Exercise specialist suggests switching post-workout stretching to pre-sleep routines
Sleep's no time for snoozing when it comes to stretching, apparently. According to flexible guru and ex-CrossFit athlete Cody Mooney, that prime stretch time is right before you hit the hay.
As the co-owner of mobility-focused brand Pliability, Mooney's busy drilling fitness enthusiasts on how they can improve their overall flexibility. His secret? A pre-bed nighttime routine, not the usual deep sleep, but long, lingering stretches that let your muscles really unwind.
"Bedtime has always been the best time for me," Mooney confided in Fit&Well. With a gym schedule that's jam-packed, he doesn't have time for a lengthy cool-down session post-workout. "When I'm exercising, I'm there to get a good sweat in. I prefer to wrap things up and move on," he admits.
With higher flexibility, though, Mooney says he's consistently managed to stick to his stretching practice, making it part of his nightly routine. You can join him with these simple, sleep-inducing moves:
My easy-breezy pre-bed stretching routine
Mooney recommends passively holding each pose for a good two to three minutes, allowing gravity and time to loosen tight muscles.

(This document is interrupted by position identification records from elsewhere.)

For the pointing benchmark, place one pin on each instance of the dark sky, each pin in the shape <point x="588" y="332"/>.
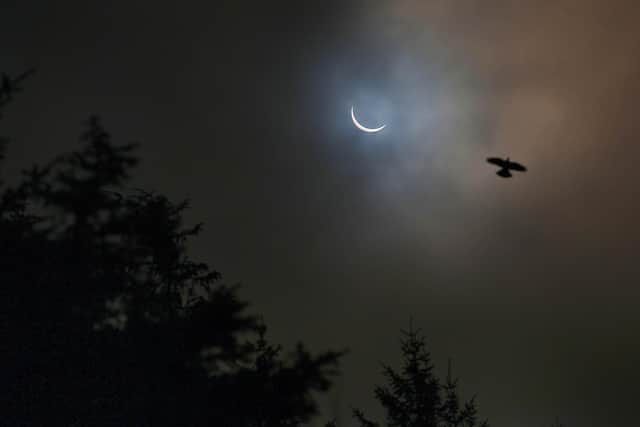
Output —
<point x="532" y="285"/>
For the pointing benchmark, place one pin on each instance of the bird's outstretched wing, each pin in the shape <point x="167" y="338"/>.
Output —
<point x="516" y="166"/>
<point x="496" y="161"/>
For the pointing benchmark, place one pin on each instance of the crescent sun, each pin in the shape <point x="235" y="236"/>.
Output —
<point x="364" y="128"/>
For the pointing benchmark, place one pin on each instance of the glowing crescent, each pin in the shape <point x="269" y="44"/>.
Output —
<point x="364" y="128"/>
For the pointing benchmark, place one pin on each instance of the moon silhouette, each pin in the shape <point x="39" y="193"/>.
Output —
<point x="364" y="128"/>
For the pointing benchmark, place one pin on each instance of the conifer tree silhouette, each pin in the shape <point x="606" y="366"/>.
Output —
<point x="415" y="397"/>
<point x="110" y="322"/>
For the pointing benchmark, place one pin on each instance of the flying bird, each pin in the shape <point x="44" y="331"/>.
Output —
<point x="506" y="165"/>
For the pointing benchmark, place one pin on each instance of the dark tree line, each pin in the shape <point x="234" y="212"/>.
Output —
<point x="106" y="321"/>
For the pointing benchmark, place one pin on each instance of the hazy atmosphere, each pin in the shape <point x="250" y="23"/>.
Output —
<point x="531" y="285"/>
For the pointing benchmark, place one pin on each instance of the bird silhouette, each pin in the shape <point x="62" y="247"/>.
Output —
<point x="506" y="166"/>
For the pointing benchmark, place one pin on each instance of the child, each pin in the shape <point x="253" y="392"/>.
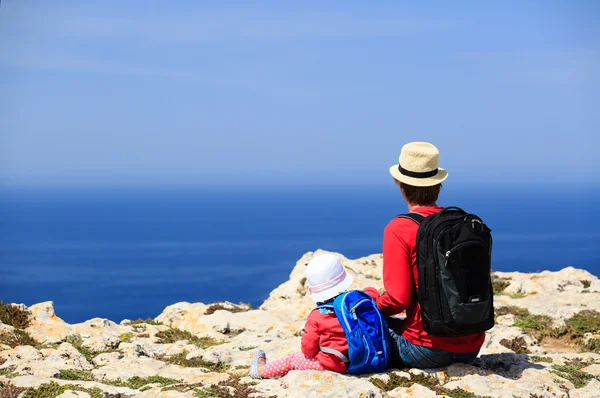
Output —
<point x="324" y="345"/>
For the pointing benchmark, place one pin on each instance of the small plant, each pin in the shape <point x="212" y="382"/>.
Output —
<point x="499" y="284"/>
<point x="571" y="371"/>
<point x="8" y="372"/>
<point x="583" y="322"/>
<point x="460" y="393"/>
<point x="232" y="308"/>
<point x="173" y="335"/>
<point x="518" y="345"/>
<point x="127" y="337"/>
<point x="593" y="345"/>
<point x="586" y="284"/>
<point x="16" y="338"/>
<point x="431" y="382"/>
<point x="141" y="321"/>
<point x="223" y="389"/>
<point x="137" y="382"/>
<point x="520" y="295"/>
<point x="535" y="358"/>
<point x="14" y="316"/>
<point x="53" y="390"/>
<point x="7" y="390"/>
<point x="197" y="362"/>
<point x="74" y="374"/>
<point x="77" y="342"/>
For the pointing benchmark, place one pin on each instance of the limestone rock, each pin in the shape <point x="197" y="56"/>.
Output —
<point x="45" y="326"/>
<point x="327" y="384"/>
<point x="133" y="349"/>
<point x="74" y="394"/>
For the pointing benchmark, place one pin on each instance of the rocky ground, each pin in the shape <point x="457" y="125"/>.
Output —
<point x="546" y="344"/>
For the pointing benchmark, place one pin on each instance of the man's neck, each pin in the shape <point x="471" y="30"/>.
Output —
<point x="412" y="206"/>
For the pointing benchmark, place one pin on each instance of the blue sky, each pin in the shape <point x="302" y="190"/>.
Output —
<point x="203" y="93"/>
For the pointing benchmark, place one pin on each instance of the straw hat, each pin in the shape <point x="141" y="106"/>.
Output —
<point x="326" y="277"/>
<point x="418" y="165"/>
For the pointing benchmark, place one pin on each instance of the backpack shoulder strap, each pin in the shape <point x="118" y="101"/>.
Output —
<point x="416" y="217"/>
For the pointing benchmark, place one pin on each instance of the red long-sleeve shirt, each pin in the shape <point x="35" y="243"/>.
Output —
<point x="324" y="330"/>
<point x="400" y="278"/>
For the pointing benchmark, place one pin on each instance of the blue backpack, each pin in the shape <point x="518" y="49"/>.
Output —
<point x="366" y="331"/>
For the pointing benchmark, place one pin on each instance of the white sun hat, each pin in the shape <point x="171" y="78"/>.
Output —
<point x="418" y="165"/>
<point x="326" y="277"/>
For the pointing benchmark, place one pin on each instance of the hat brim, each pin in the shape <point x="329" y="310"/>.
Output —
<point x="334" y="290"/>
<point x="419" y="182"/>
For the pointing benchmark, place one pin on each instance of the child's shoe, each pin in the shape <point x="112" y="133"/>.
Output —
<point x="254" y="373"/>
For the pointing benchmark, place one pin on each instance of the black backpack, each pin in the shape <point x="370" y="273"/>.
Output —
<point x="455" y="292"/>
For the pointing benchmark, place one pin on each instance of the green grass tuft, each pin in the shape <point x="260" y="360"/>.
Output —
<point x="7" y="390"/>
<point x="141" y="321"/>
<point x="173" y="335"/>
<point x="222" y="389"/>
<point x="53" y="389"/>
<point x="571" y="371"/>
<point x="77" y="342"/>
<point x="73" y="374"/>
<point x="127" y="337"/>
<point x="16" y="338"/>
<point x="14" y="316"/>
<point x="430" y="382"/>
<point x="197" y="362"/>
<point x="137" y="382"/>
<point x="586" y="284"/>
<point x="518" y="345"/>
<point x="535" y="358"/>
<point x="499" y="284"/>
<point x="234" y="308"/>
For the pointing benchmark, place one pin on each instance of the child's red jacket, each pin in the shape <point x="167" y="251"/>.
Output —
<point x="324" y="330"/>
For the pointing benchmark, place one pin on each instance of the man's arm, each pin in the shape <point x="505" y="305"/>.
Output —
<point x="397" y="274"/>
<point x="310" y="338"/>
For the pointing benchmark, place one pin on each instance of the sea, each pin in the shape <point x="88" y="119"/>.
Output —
<point x="128" y="253"/>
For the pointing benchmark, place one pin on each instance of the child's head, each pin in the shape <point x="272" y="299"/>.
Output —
<point x="326" y="277"/>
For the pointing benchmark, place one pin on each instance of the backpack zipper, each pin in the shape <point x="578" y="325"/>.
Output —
<point x="353" y="309"/>
<point x="344" y="314"/>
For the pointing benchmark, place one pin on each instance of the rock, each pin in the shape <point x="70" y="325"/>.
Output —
<point x="594" y="370"/>
<point x="135" y="351"/>
<point x="327" y="384"/>
<point x="45" y="326"/>
<point x="74" y="394"/>
<point x="414" y="391"/>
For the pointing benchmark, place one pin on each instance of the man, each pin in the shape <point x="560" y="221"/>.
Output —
<point x="420" y="180"/>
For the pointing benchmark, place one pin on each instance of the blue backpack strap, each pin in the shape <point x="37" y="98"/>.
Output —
<point x="338" y="354"/>
<point x="325" y="309"/>
<point x="416" y="217"/>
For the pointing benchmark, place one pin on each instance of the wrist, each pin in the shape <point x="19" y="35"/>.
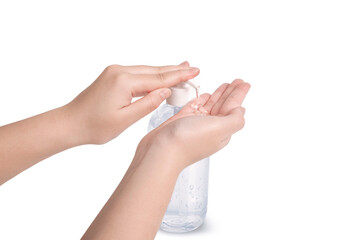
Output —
<point x="71" y="126"/>
<point x="157" y="151"/>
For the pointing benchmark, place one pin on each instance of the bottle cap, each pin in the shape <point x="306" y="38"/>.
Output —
<point x="182" y="93"/>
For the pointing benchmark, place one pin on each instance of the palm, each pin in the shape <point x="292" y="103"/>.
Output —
<point x="226" y="98"/>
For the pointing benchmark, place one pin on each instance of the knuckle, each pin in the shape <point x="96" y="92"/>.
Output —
<point x="161" y="77"/>
<point x="112" y="68"/>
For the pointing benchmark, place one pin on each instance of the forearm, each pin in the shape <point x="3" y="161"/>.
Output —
<point x="136" y="208"/>
<point x="24" y="143"/>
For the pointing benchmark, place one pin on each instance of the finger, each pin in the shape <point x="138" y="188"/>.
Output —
<point x="217" y="106"/>
<point x="144" y="83"/>
<point x="143" y="69"/>
<point x="215" y="97"/>
<point x="235" y="98"/>
<point x="188" y="109"/>
<point x="185" y="63"/>
<point x="145" y="105"/>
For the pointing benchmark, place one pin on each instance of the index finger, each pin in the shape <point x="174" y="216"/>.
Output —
<point x="144" y="83"/>
<point x="144" y="69"/>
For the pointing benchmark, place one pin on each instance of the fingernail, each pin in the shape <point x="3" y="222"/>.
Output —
<point x="193" y="70"/>
<point x="165" y="93"/>
<point x="185" y="63"/>
<point x="243" y="110"/>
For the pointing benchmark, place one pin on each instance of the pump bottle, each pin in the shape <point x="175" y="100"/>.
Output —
<point x="188" y="206"/>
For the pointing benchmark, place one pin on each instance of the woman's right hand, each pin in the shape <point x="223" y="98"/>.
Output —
<point x="191" y="134"/>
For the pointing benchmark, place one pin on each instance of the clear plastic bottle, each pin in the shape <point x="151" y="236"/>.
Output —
<point x="188" y="205"/>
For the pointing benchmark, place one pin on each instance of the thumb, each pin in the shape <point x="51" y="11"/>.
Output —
<point x="146" y="104"/>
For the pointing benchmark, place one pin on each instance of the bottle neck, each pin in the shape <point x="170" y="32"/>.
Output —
<point x="180" y="97"/>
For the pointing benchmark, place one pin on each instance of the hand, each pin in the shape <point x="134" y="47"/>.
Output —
<point x="194" y="134"/>
<point x="105" y="109"/>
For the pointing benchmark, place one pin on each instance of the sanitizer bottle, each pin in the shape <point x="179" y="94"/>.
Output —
<point x="188" y="205"/>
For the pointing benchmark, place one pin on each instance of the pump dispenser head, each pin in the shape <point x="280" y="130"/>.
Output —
<point x="182" y="93"/>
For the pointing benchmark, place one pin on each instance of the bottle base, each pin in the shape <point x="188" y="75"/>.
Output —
<point x="181" y="224"/>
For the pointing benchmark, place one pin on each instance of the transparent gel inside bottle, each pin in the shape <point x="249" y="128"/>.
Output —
<point x="188" y="206"/>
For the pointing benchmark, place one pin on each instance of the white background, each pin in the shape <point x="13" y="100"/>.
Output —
<point x="293" y="172"/>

So kick off those shoes and settle in for some restful stretching.
Stretch #1: The Pigeon
- Start by kneeling on all fours, then stretch one shin across your body at a comfortable angle. Extend your opposite leg behind you while lowering your pelvis. Lean forward onto your forearms for a deeper stretch or stay upright on your hands. Your glutes and hips will gradually sink deeper as they relax. Switch sides after 2-3 minutes.
Stretch #2: Puppy Dog
- Kneel on your hands and feet, with knees wide and feet close. Keep your hips high above your knees and extend your arms forward, palms flat on the floor. Lower your chest, resting your chin or forehead on the floor. Hold the stretch and breathe deeply.
Stretch #3: Saddle
- Move back onto your hands and knees. Sit back onto your heels, keeping your body tall, and slowly lower your body as low as you can. Hold a comfortable position and breathe deeply.
Stretch #4: Thread the Needle
- Thread one arm across your body, resting your shoulder on the floor, and rotate your torso to deepen the twist through your mid and upper back. Hold for 2-3 minutes, then switch sides.
Stretch #5: Knee Hug
- Lie on your back and hug your knees into your chest, letting go of any tension. This can help ease away the stresses of the day, making sleep a breeze.
Just like working out, flexibility takes time. Be patient with yourself, let go, and let your muscles stretch out for a healthier and more restful night's sleep.
- Cody Mooney, a yoga enthusiast and co-owner of the mobility-focused brand Pliability, suggests incorporating flexibility workouts into your nighttime routine for better health and wellness.
- While he acknowledges that post-workout cool-down sessions can be long, Mooney finds bedtime to be the perfect opportunity for stretching, which has helped him maintain flexibility over the years.
- According to Mooney, science backs up the benefits of flexibility for fitness-and-exercise, arguing that consistent stretching can lead to a more restful night's sleep, making it an integral part of any health-and-wellness regimen.